# Exploring Hacker News Posts
In this project, we will be exploring the Ask posts (questions) and Show posts (when users submit a project, product or something interesting) on Hacker News.

We will compare the two to determine if:
1. `Ask HN` posts receive more comments than `Show HN` posts
2. Do posts created at a certain time receive more comments on average?

We will be using a concise version of this [data set](https://www.kaggle.com/hacker-news/hacker-news-posts). Here are some of the descriptions of the columns:

`id`: the unique identifier from Hacker News for the post

`title`: the title of the post

`url`: the URL that the posts links to, if the post has a URL

`num_points`: the number of points the post acquired, calculated as the total number of upvotes minus the total number of downvotes

`num_comments`: the number of comments on the post

`author`: the username of the person who submitted the post

`created_at`: the date and time of the post's submission

# Part 1: Analyzing if Ask posts receive more comments than Show posts

In [12]:
from csv import reader
opened_file = open('hacker_news.csv')
read_file = reader(opened_file)
hn = list(read_file)

print(hn[:4]) #print first 5 rows of data set

[['id', 'title', 'url', 'num_points', 'num_comments', 'author', 'created_at'], ['12224879', 'Interactive Dynamic Video', 'http://www.interactivedynamicvideo.com/', '386', '52', 'ne0phyte', '8/4/2016 11:52'], ['10975351', 'How to Use Open Source and Shut the Fuck Up at the Same Time', 'http://hueniverse.com/2016/01/26/how-to-use-open-source-and-shut-the-fuck-up-at-the-same-time/', '39', '10', 'josep2', '1/26/2016 19:30'], ['11964716', "Florida DJs May Face Felony for April Fools' Water Joke", 'http://www.thewire.com/entertainment/2013/04/florida-djs-april-fools-water-joke/63798/', '2', '1', 'vezycash', '6/23/2016 22:20']]
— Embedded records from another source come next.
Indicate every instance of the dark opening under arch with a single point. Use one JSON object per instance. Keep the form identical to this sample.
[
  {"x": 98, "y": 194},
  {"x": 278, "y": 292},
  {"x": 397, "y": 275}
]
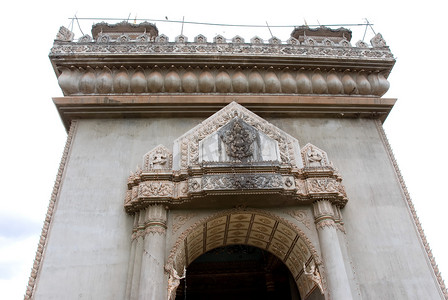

We will remove the headers to analyze the remaining data.

In [13]:
headers = hn[0]
hn = hn[1:]

print(headers) # Display header
print("\n")
print(hn[:4]) # Display remaining rows

['id', 'title', 'url', 'num_points', 'num_comments', 'author', 'created_at']


[['12224879', 'Interactive Dynamic Video', 'http://www.interactivedynamicvideo.com/', '386', '52', 'ne0phyte', '8/4/2016 11:52'], ['10975351', 'How to Use Open Source and Shut the Fuck Up at the Same Time', 'http://hueniverse.com/2016/01/26/how-to-use-open-source-and-shut-the-fuck-up-at-the-same-time/', '39', '10', 'josep2', '1/26/2016 19:30'], ['11964716', "Florida DJs May Face Felony for April Fools' Water Joke", 'http://www.thewire.com/entertainment/2013/04/florida-djs-april-fools-water-joke/63798/', '2', '1', 'vezycash', '6/23/2016 22:20'], ['11919867', 'Technology ventures: From Idea to Enterprise', 'https://www.amazon.com/Technology-Ventures-Enterprise-Thomas-Byers/dp/0073523429', '3', '1', 'hswarna', '6/17/2016 0:01']]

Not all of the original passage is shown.